Actors

Michelle Buteau: when the funny friend refuses to stay in the margin

Penelope H. Fritz
Michelle Buteau
Michelle Buteau
Photo via The Movie Database (TMDB)
BornJuly 24, 1977
New Jersey, USA
OccupationComedian, Actress, Writer, Director
Known forWork It, Happiest Season, Isn't It Romantic
AwardsCritics' Choice · First female comedian to film a stand-up special at Radio City Music Hall (2024)
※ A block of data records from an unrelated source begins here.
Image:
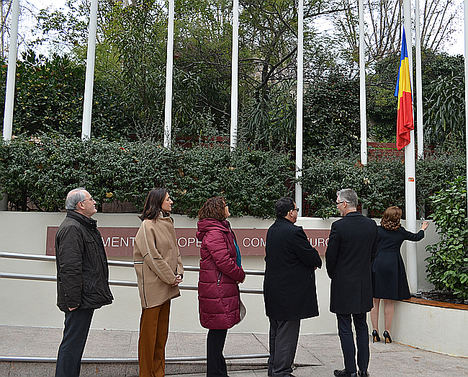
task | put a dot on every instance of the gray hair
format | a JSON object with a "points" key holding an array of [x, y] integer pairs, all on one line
{"points": [[74, 197], [349, 196]]}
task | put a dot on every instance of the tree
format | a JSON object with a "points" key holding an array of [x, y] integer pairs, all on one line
{"points": [[383, 20], [49, 98]]}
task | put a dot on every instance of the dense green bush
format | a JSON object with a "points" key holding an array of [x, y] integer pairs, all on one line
{"points": [[379, 185], [49, 98], [39, 171], [448, 263]]}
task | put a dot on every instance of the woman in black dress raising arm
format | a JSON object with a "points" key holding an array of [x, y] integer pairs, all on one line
{"points": [[388, 271]]}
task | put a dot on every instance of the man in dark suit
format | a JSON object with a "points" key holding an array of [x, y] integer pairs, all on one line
{"points": [[289, 285], [351, 249]]}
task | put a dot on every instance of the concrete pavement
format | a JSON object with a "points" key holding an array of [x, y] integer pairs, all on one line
{"points": [[317, 355]]}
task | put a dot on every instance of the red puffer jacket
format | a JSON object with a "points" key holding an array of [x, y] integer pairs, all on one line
{"points": [[218, 291]]}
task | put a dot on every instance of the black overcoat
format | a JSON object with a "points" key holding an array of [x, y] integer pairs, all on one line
{"points": [[82, 271], [388, 270], [350, 252], [289, 285]]}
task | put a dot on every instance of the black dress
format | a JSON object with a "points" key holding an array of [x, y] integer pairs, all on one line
{"points": [[388, 271]]}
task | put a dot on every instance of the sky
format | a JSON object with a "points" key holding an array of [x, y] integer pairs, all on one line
{"points": [[455, 47]]}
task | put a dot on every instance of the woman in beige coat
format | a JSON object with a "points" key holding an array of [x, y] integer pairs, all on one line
{"points": [[159, 271]]}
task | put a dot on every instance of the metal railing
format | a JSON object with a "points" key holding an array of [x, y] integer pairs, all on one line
{"points": [[50, 258], [121, 283]]}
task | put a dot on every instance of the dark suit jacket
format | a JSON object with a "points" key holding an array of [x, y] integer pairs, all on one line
{"points": [[289, 285], [350, 252]]}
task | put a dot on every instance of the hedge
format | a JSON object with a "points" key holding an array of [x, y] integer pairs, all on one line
{"points": [[37, 173]]}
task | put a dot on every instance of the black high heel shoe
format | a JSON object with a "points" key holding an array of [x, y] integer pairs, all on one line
{"points": [[375, 336], [388, 338]]}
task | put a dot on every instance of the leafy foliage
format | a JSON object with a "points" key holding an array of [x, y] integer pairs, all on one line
{"points": [[49, 98], [331, 115], [41, 170], [448, 263], [379, 184]]}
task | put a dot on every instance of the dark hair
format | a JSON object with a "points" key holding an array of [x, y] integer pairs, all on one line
{"points": [[391, 218], [283, 206], [214, 208], [153, 204]]}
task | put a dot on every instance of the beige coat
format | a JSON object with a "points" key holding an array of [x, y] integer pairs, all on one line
{"points": [[157, 261]]}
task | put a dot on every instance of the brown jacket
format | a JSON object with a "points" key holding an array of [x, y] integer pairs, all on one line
{"points": [[157, 261]]}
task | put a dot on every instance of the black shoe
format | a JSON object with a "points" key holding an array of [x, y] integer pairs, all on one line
{"points": [[387, 337], [343, 373], [375, 336]]}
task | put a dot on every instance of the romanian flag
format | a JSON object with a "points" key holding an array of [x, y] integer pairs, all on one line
{"points": [[405, 101]]}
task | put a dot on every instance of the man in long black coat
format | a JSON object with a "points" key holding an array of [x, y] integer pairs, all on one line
{"points": [[351, 248], [289, 285], [82, 278]]}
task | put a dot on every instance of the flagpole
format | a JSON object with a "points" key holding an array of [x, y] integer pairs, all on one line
{"points": [[89, 81], [362, 86], [234, 73], [299, 105], [169, 70], [419, 104], [410, 170], [10, 86], [466, 94], [11, 74]]}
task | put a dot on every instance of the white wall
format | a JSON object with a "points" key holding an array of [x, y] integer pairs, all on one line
{"points": [[32, 303]]}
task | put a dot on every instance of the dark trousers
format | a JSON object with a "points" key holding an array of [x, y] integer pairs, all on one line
{"points": [[347, 341], [283, 343], [215, 363], [75, 333]]}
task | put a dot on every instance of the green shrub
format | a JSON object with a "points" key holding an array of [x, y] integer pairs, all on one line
{"points": [[379, 184], [40, 171], [448, 263]]}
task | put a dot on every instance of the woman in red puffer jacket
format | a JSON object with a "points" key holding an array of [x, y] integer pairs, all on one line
{"points": [[220, 274]]}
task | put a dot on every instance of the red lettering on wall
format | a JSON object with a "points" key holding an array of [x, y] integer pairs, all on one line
{"points": [[119, 241]]}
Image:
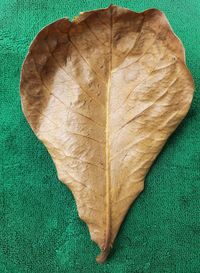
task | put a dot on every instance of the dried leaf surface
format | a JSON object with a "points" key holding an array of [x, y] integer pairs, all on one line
{"points": [[104, 93]]}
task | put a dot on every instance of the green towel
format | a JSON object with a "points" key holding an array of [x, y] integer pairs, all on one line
{"points": [[40, 231]]}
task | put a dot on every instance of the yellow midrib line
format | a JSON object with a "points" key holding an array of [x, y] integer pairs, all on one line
{"points": [[108, 205]]}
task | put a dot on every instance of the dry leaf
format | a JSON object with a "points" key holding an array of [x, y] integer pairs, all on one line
{"points": [[104, 93]]}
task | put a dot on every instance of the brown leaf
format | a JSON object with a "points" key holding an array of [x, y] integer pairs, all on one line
{"points": [[104, 93]]}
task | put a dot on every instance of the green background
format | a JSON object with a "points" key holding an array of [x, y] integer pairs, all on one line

There is a specific trajectory in American comedy — well-documented, reliably punishing — where a performer is good enough to be indispensable and just different enough from the reigning template to be kept in place. Michelle Buteau spent a long time on that trajectory. She showed up. She was funny. She was reliably, bracingly, unmistakably herself. The industry found this useful, in the way that a supporting character is useful: always present, rarely centered. That arrangement lasted until she stopped accepting it.

She was born in New Jersey, the daughter of a Haitian father and a Jamaican mother, and grew up absorbing two cultures’ worth of frankness about what is actually funny and what merely passes for it. She went to Florida International University to study television production, aiming at something respectable — an entertainment reporter’s career, the kind with a desk and a microphone someone else had set up for her. She worked as a news footage editor at a New York television station until September 2001. Three days after the World Trade Center attacks, she did her first stand-up set. It was, she has said, the first time she stopped doing what she was supposed to do.
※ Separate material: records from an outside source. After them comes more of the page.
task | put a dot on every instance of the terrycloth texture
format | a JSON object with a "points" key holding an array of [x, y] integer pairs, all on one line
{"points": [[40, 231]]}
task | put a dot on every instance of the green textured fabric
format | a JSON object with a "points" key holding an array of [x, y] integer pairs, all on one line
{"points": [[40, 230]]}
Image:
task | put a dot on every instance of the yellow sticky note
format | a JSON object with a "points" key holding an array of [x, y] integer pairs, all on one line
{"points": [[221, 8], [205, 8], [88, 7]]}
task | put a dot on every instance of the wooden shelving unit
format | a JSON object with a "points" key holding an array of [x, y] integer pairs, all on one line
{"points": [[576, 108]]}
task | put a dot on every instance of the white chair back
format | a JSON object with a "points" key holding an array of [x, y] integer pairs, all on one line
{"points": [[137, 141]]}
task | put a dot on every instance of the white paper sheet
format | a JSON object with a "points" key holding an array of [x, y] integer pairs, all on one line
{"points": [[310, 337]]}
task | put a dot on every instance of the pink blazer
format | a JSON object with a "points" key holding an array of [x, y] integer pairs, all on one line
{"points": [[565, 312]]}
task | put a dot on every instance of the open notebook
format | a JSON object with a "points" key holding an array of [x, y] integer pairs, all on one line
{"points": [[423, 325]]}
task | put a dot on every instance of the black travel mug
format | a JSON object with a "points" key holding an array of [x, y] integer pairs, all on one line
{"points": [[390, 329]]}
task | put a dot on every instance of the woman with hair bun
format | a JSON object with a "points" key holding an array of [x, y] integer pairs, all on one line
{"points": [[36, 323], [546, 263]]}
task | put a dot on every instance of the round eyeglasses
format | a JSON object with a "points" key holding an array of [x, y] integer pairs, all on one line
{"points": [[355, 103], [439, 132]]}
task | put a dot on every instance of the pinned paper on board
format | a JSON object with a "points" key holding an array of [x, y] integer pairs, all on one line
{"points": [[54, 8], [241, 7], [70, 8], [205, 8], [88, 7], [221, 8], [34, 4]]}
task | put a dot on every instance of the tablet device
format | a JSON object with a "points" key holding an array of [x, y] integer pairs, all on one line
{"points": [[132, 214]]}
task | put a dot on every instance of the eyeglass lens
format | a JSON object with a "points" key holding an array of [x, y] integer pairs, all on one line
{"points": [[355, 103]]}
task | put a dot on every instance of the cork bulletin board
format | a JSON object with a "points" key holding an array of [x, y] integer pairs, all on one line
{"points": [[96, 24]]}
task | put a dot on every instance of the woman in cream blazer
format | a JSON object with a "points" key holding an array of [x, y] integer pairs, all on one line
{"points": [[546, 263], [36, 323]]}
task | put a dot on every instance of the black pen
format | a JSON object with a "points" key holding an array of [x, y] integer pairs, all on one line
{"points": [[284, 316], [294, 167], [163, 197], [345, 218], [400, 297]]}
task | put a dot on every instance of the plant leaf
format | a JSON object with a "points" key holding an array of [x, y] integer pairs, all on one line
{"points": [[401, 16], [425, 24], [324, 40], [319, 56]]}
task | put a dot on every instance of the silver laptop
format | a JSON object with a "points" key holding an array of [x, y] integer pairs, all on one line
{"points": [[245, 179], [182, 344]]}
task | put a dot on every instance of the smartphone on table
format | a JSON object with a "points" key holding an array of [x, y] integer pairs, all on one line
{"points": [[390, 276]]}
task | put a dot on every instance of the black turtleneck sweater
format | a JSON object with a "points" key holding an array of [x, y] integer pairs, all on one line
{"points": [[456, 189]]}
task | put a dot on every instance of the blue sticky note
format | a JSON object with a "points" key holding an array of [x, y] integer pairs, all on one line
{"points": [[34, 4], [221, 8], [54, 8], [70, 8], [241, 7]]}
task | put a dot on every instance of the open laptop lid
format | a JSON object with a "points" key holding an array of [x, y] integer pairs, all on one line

What followed was nearly twenty years of clubs — rooms where the standard advice to a woman who looked like Buteau was to sand down the edges, to be funny about the right things in the right amounts. She ignored most of it. By 2017, Esquire had named her one of ten comedians to watch. She launched her podcast “Late Night Whenever!” the following year; Time would call it one of the best podcasts of 2018. She was building presence everywhere except at the center.

Michelle Buteau in Survival of the Thickest (2023)
Michelle Buteau in Survival of the Thickest

The year 2019 produced something close to critical mass. Buteau appeared in three Netflix films within months of each other — the ensemble drama Someone Great, the Rebel Wilson comedy Isn’t It Romantic, and Always Be My Maybe, alongside Ali Wong and Randall Park — and took the most substantial television role she’d had: Bree, an orthopedic surgeon who is the backbone of the friend group in BET+’s First Wives Club. She also began hosting The Circle, Netflix’s social media reality experiment, a job that required exactly the quality she’d been offering for twenty years — the ability to make any situation warmer without making it false. That same year, her twins, Otis and Hazel, were born via surrogacy, after four miscarriages and five failed IVF rounds.

YouTube video

In 2020 she published a memoir, Survival of the Thickest — a collection of essays about being plus-size, biracial, and in possession of opinions the world had not quite prepared itself for. That year she filmed her first Netflix stand-up special, Welcome to Buteaupia, which won the Critics’ Choice Award. Three years later, Netflix greenlit the series adaptation, with Buteau as creator, writer, and star. Survival of the Thickest, following Mavis Beaumont — a Haitian-Jamaican-American stylist rebuilding her life in New York after a bad breakup — premiered in 2023 and returned for a second season in 2024.

The critical conversation around Survival of the Thickest has sometimes reduced it to a representation metric — another diversity win, another streaming checkbox. This undersells what Buteau actually built. The series places a plus-size Black woman at the center of a romantic comedy without positioning her body as the punchline or the obstacle to being loved. Mavis dates. Mavis is wanted. Mavis is also capable of being wrong in the ways that interesting lead characters are allowed to be wrong. Television has historically treated women who look like Buteau as the reliable best friend — wise, funny, loyal, never the one who gets the story. Survival of the Thickest refuses that assignment with a directness that reads as neither polemic nor apology, which is considerably harder to pull off.

On December 31, 2024, she became the first female comedian to film a stand-up special at Radio City Music Hall. Michelle Buteau: A Buteau-ful Mind at Radio City Music Hall arrived on Netflix the same night, covering, in her characteristically unbothered way, going viral, raising her twins, and getting high for the first time in her forties. The third and final season of Survival of the Thickest premieres on Netflix on July 2, 2026 — this time with Buteau at the helm as director, a development that seems, in retrospect, the logical extension of someone who had been paying close attention to how things could be done differently.

She has been married since 2010 to Gijs van der Most, a Dutch photographer. They live in New Jersey, with twins Otis and Hazel.

The final season of Survival of the Thickest is both an ending and an argument made explicit. For years the implicit claim was that Buteau was too much — too loud, too present, too willing to occupy the center — to carry a story. The directorial credit makes the counter-argument concrete. She was always going to run the show; it just took a while for the industry to arrange itself accordingly.